There are some topics that would be considered “off-limits” for comedy and one of them may be terrorism and terrorists. Chris Morris has never been one to shy away from this type of topic though and if it is a current affairs story which needs a light shining upon it, Morris is the man to do it effectively.
Morris has a great ability to balance the comedy and stark realism perfectly. The comedy is farcical and arguably a little too far on the funny side. The film focuses on four inept would-be terrorists who seem to hit every type of extreme character you could think of. Nigel Lindsay is the over-compensating White terrorist, Adeel Akhtar is a bumbling, clumsy terrorist (who gets one of the funniest moments of the movie), while Kayvan Novak plays the impressionable, simple-minded terrorist who is being dragged into the life without any real knowledge of why.
This is the bulk of where the comedy comes from. Some of it broad, be it a slapstick incident with a bomb and a pigeon or a farcical moment with a rocket launcher at a terrorist training camp. Some of it is more subtle and highlights the clever writing, like Novak’s character constantly checking that there will fried chicken in heaven or his unique way to fool CCTV cameras.

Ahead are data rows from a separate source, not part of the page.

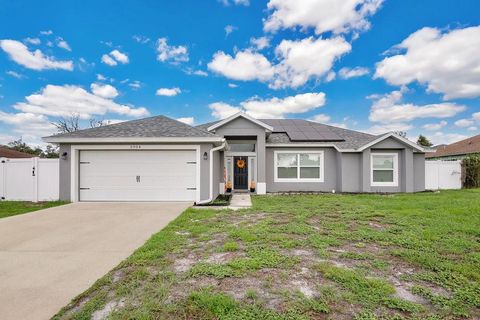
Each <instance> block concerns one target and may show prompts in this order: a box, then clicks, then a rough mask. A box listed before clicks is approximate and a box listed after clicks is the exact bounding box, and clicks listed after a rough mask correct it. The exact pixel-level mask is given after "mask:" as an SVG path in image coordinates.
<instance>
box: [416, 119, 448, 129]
mask: <svg viewBox="0 0 480 320" xmlns="http://www.w3.org/2000/svg"><path fill="white" fill-rule="evenodd" d="M447 124H448V122H447V121H445V120H442V121H440V122H438V123H426V124H424V125H423V126H422V128H423V129H425V130H428V131H437V130H440V129H442V128H443V127H445V126H446V125H447Z"/></svg>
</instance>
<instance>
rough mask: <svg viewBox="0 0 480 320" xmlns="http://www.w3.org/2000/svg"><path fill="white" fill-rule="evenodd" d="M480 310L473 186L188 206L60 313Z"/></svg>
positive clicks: (478, 194) (188, 315)
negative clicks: (205, 206)
mask: <svg viewBox="0 0 480 320" xmlns="http://www.w3.org/2000/svg"><path fill="white" fill-rule="evenodd" d="M92 315H94V316H95V317H97V316H98V317H99V316H108V317H109V318H111V319H252V320H253V319H272V320H273V319H352V318H353V319H431V320H433V319H467V318H468V319H478V318H479V317H480V190H461V191H444V192H440V193H421V194H413V195H412V194H410V195H407V194H396V195H330V194H325V195H298V196H257V197H254V199H253V208H252V209H249V210H242V211H227V210H225V211H213V210H205V209H203V210H200V209H197V210H195V209H188V210H187V211H185V212H184V213H183V214H182V215H181V216H180V217H178V218H177V219H176V220H175V221H174V222H172V223H171V224H170V225H169V226H168V227H167V228H165V229H164V230H162V231H161V232H159V233H157V234H156V235H154V236H153V237H152V238H151V239H150V240H149V241H148V242H147V243H146V244H145V245H144V246H143V247H142V248H140V249H139V250H137V251H136V252H135V253H134V254H133V255H132V256H131V257H130V258H128V259H127V260H126V261H124V262H123V263H121V264H120V265H119V266H118V267H117V268H115V269H114V270H112V271H111V272H110V273H109V274H107V275H106V276H104V277H103V278H101V279H100V280H98V281H97V283H96V284H95V285H94V286H93V287H92V288H90V289H89V290H87V291H86V292H85V293H83V294H81V295H80V296H79V297H77V298H76V299H75V300H74V301H72V303H71V304H69V305H68V306H66V307H65V308H64V309H62V310H61V311H60V312H59V314H58V315H57V316H56V317H55V318H57V319H70V318H73V319H90V318H91V317H92Z"/></svg>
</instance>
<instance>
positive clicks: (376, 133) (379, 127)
mask: <svg viewBox="0 0 480 320" xmlns="http://www.w3.org/2000/svg"><path fill="white" fill-rule="evenodd" d="M412 128H413V126H412V125H411V124H408V123H402V122H399V123H386V124H377V125H374V126H372V127H371V128H369V129H367V130H365V131H366V132H367V133H370V134H384V133H388V132H400V131H403V132H407V131H408V130H410V129H412Z"/></svg>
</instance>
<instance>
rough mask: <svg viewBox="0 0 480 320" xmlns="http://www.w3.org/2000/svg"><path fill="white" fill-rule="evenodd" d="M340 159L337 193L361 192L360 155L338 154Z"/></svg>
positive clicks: (361, 170) (360, 158)
mask: <svg viewBox="0 0 480 320" xmlns="http://www.w3.org/2000/svg"><path fill="white" fill-rule="evenodd" d="M339 156H340V158H341V169H340V170H339V171H341V177H342V180H341V181H339V187H338V191H339V192H360V191H361V190H362V187H361V185H362V169H361V168H362V167H361V164H362V154H361V153H339Z"/></svg>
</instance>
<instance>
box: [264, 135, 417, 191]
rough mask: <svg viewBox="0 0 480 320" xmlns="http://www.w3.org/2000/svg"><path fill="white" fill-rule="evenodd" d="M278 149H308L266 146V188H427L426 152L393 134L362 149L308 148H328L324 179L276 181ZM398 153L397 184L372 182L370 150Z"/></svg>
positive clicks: (292, 149)
mask: <svg viewBox="0 0 480 320" xmlns="http://www.w3.org/2000/svg"><path fill="white" fill-rule="evenodd" d="M275 150H292V151H295V150H302V151H303V150H305V148H267V153H266V155H267V157H266V161H267V162H266V168H267V170H266V177H267V192H279V191H285V192H286V191H322V192H331V191H332V189H336V191H338V192H381V193H384V192H418V191H423V190H425V155H424V154H423V153H414V151H413V148H412V147H411V146H409V145H406V144H404V143H402V142H400V141H398V140H396V139H394V138H388V139H386V140H384V141H381V142H380V143H378V144H376V145H374V146H372V147H371V148H368V149H366V150H364V151H363V152H351V153H350V152H345V153H339V152H337V151H336V150H335V149H333V148H308V150H312V151H313V150H324V151H325V169H324V170H325V171H324V172H325V182H324V183H318V182H316V183H315V182H313V183H310V182H308V183H297V182H290V183H288V182H281V183H280V182H274V170H275V165H274V164H275V163H274V161H275V159H274V151H275ZM372 152H373V153H396V154H397V155H398V186H395V187H383V186H382V187H378V186H372V185H371V166H370V165H371V163H370V162H371V158H370V157H371V153H372Z"/></svg>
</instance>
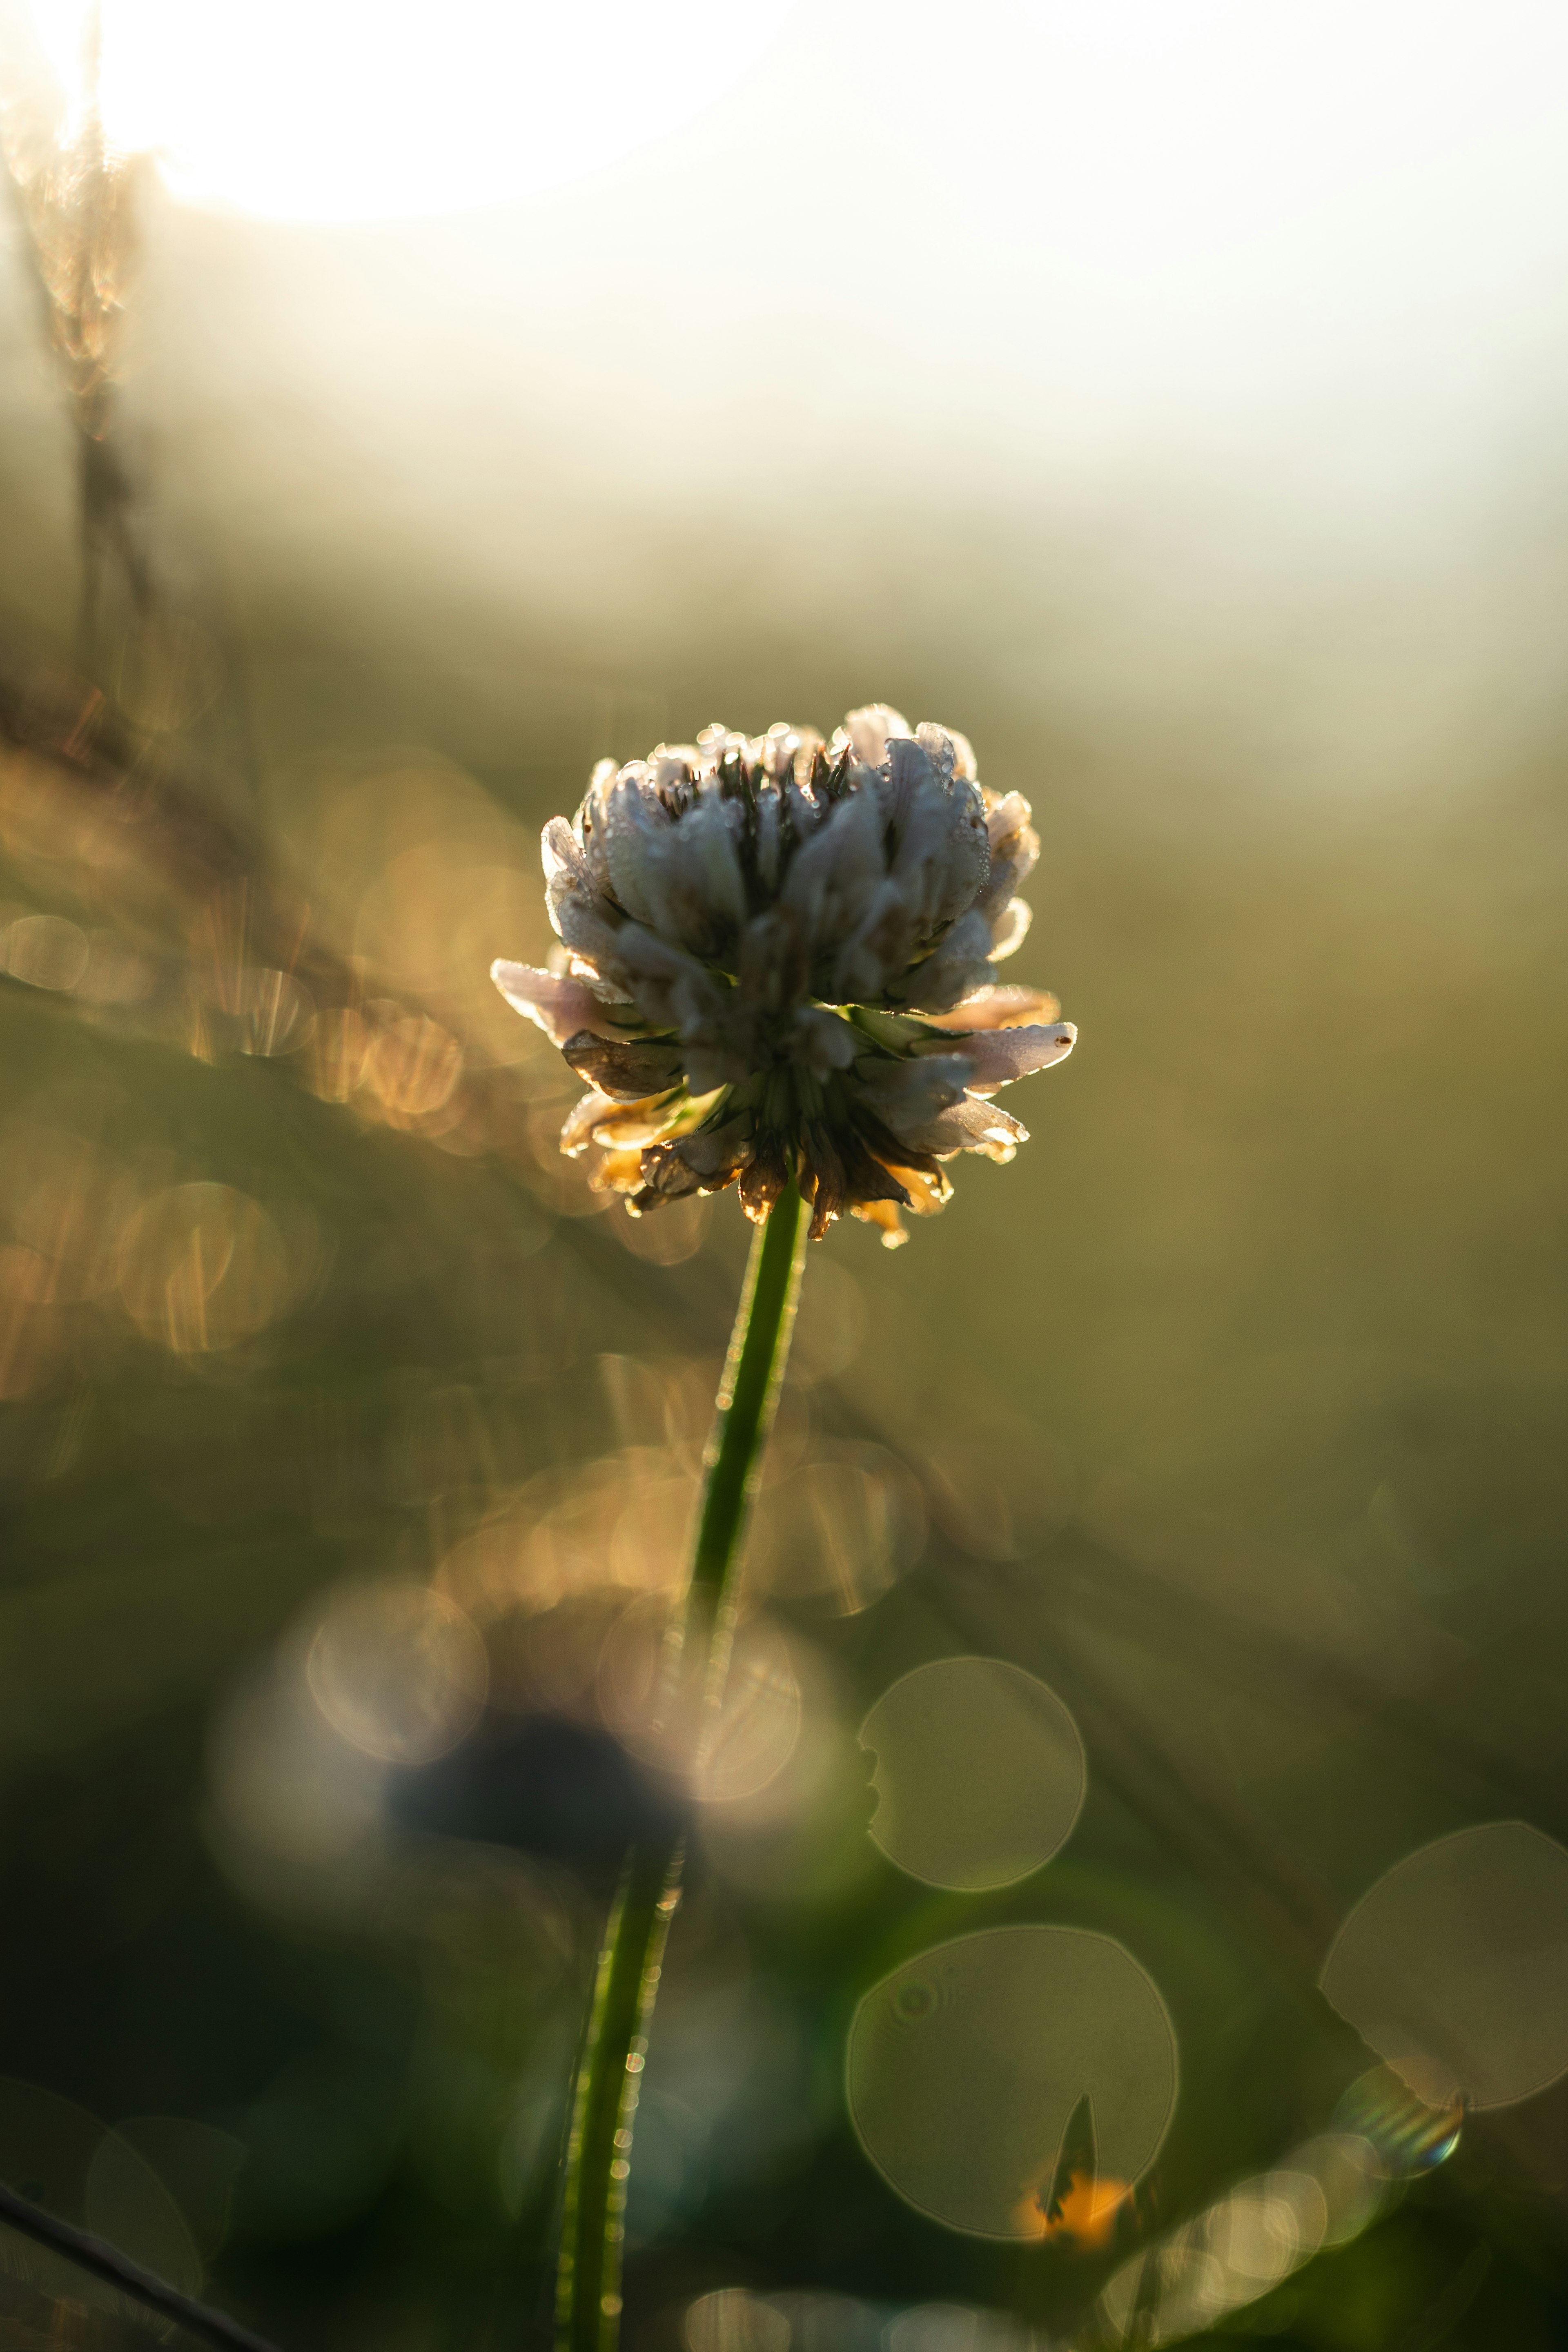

All the comedy is quickly snapped into place by the stark realism that these men are trying to plan an act which could kill hundreds of people and that is personified well in Riz Ahmed’s leader of the group. Ahmed plays the more level-headed, seemingly clever and switched-on Omar who is determined to carry out this act. Moments of comedy are quickly under-cut, especially when we see the “normal” life of Omar and you realise how authentic parts of this film could be.
All of this builds to a very real but also very sympathetic conclusion and the finale works well because Morris doesn’t paint these characters as villains but more as misguided. There is always comedy but also there is sympathy with what these men believe they should be doing. You are never too far away from the scary message this movie is delivering either too.
Overall, Four Lions manages to be both very funny but also very worrying as it highlights the stark reality of extremist living “normal, everyday life.” The comedy is written well, although sometimes is played too broad and silly. The performances make the film successful though, offering sympathy with people doing terrible things for misguided reasons.